• # question_answer A point object O is placed in front of a transparent slab at a distance $x$from its closer surface. It is seen from the other side of the slab by light incident nearly normally to the slab. The thickness of the slab is t and its refractive index is $\mu$. The apparent shift in the position of the object is independent of $x$ then its value, is A) $\left[ 1-\frac{1}{\mu t} \right]$                     B) $\left[ t-\frac{\mu }{t} \right]$ C) $t\left[ 1-\frac{t}{\mu } \right]$                      D) $[\mu t-1]$

The situation is shown in figure.
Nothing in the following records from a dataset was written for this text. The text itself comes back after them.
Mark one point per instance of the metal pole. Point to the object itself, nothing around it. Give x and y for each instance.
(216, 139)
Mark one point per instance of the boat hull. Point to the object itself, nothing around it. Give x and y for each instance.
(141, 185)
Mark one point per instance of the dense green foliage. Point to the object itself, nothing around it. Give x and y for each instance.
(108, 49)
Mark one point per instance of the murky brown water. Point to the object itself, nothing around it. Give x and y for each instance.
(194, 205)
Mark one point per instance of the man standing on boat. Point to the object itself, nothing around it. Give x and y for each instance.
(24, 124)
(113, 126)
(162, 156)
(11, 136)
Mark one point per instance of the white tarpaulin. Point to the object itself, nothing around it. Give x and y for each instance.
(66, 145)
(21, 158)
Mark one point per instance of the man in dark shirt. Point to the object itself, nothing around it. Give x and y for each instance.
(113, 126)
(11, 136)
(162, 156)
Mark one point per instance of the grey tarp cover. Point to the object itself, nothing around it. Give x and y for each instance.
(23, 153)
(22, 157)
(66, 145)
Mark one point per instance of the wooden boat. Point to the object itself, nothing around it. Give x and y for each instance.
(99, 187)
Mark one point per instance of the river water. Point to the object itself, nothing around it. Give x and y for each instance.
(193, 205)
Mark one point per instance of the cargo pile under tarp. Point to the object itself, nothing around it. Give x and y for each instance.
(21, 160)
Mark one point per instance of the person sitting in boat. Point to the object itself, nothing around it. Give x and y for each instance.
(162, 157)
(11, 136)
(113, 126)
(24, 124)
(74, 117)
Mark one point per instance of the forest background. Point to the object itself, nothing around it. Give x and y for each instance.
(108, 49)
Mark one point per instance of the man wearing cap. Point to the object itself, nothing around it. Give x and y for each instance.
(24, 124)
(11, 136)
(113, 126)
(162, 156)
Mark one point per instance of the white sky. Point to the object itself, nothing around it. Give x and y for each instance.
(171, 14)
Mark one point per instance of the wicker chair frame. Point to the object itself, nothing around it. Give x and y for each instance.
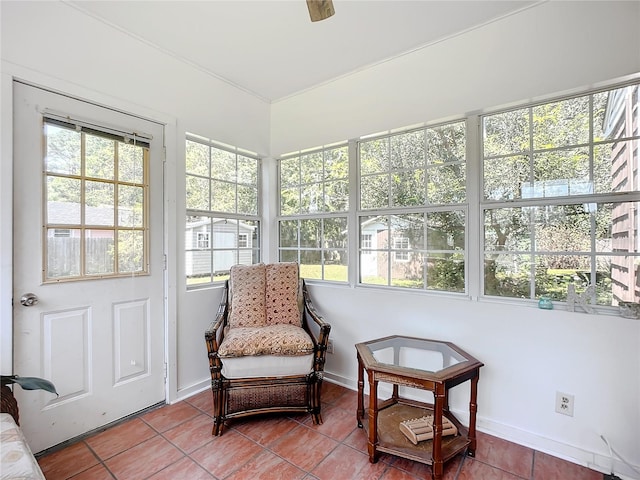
(240, 397)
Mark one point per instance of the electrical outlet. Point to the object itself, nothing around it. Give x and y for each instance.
(564, 403)
(330, 346)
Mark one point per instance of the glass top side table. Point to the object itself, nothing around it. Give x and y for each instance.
(425, 364)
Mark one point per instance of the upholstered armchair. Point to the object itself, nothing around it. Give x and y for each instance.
(266, 346)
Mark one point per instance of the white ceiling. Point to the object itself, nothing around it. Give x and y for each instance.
(271, 48)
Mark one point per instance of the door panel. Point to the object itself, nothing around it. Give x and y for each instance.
(100, 340)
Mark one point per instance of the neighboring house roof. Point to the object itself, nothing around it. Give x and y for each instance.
(200, 223)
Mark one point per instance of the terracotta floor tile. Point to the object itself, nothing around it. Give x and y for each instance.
(267, 466)
(505, 455)
(546, 467)
(476, 470)
(144, 459)
(348, 401)
(192, 434)
(99, 472)
(331, 392)
(226, 453)
(202, 401)
(304, 447)
(396, 474)
(68, 462)
(358, 440)
(265, 429)
(120, 437)
(183, 469)
(337, 423)
(345, 463)
(169, 416)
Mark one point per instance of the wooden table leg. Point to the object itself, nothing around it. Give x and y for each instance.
(373, 419)
(437, 466)
(360, 411)
(473, 409)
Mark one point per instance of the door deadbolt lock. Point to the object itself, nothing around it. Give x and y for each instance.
(29, 299)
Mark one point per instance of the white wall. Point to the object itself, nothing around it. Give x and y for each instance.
(529, 354)
(54, 45)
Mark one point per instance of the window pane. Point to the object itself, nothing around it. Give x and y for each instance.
(130, 163)
(374, 156)
(99, 203)
(62, 150)
(445, 272)
(561, 173)
(336, 196)
(554, 274)
(615, 166)
(223, 165)
(506, 133)
(375, 191)
(292, 256)
(63, 254)
(223, 260)
(336, 163)
(408, 188)
(130, 251)
(197, 158)
(247, 200)
(311, 168)
(310, 233)
(63, 200)
(311, 264)
(223, 196)
(290, 171)
(408, 231)
(99, 252)
(197, 193)
(335, 232)
(617, 279)
(561, 123)
(612, 112)
(446, 231)
(446, 184)
(407, 150)
(563, 229)
(99, 157)
(407, 269)
(446, 143)
(507, 229)
(289, 233)
(130, 203)
(311, 201)
(506, 178)
(247, 170)
(507, 275)
(289, 201)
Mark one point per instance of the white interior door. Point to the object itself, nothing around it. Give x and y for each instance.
(88, 244)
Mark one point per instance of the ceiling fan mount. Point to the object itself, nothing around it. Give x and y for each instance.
(320, 9)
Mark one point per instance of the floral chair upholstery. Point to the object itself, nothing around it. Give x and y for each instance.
(266, 346)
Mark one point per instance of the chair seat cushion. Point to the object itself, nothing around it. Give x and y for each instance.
(267, 366)
(269, 340)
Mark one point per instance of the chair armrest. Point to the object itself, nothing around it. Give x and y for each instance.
(322, 338)
(215, 333)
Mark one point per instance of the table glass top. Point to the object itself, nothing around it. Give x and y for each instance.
(426, 355)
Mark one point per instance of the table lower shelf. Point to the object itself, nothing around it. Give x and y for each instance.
(391, 440)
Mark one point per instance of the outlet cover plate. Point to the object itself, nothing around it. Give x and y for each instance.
(564, 403)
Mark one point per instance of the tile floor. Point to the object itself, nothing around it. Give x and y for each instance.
(174, 442)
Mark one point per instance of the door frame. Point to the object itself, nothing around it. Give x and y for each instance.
(10, 73)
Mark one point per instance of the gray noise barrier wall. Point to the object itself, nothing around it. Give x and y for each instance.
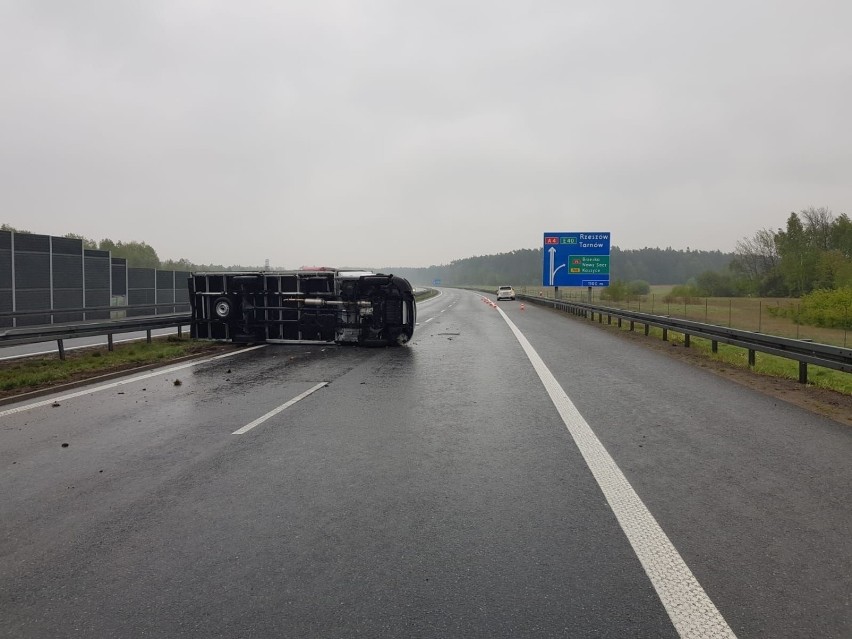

Because of the refraction at the first surface, the image of $O$ is formed at ${{O}_{1}}$. For this refraction, the real depth is $AO=x$ and the apparent depth is $A{{O}_{1}}$. Also, the first medium is air and the second is the slab. Thus,$\frac{x}{A{{O}_{1}}}=\frac{1}{\mu }\,$   or         $A{{O}_{1}}=\mu x$ The point Oi acts as the object for the refraction at the second surface. Due to this refraction, the image of ${{O}_{1}}$ is formed at $I$. Thus, $\frac{B{{O}_{1}}}{BI}=\mu$ or         $\frac{AB+B{{O}_{1}}}{BI}=\mu$         or $\frac{t+\mu x}{BI}=\mu$ or         $BI=x+\frac{t}{\mu }$ The net shift is $OI=OB=\,(x+t)-\,\left( x-\frac{t}{\mu } \right)$ $=t\,\left( 1-\frac{1}{\mu } \right)$ Which is independent of $x$.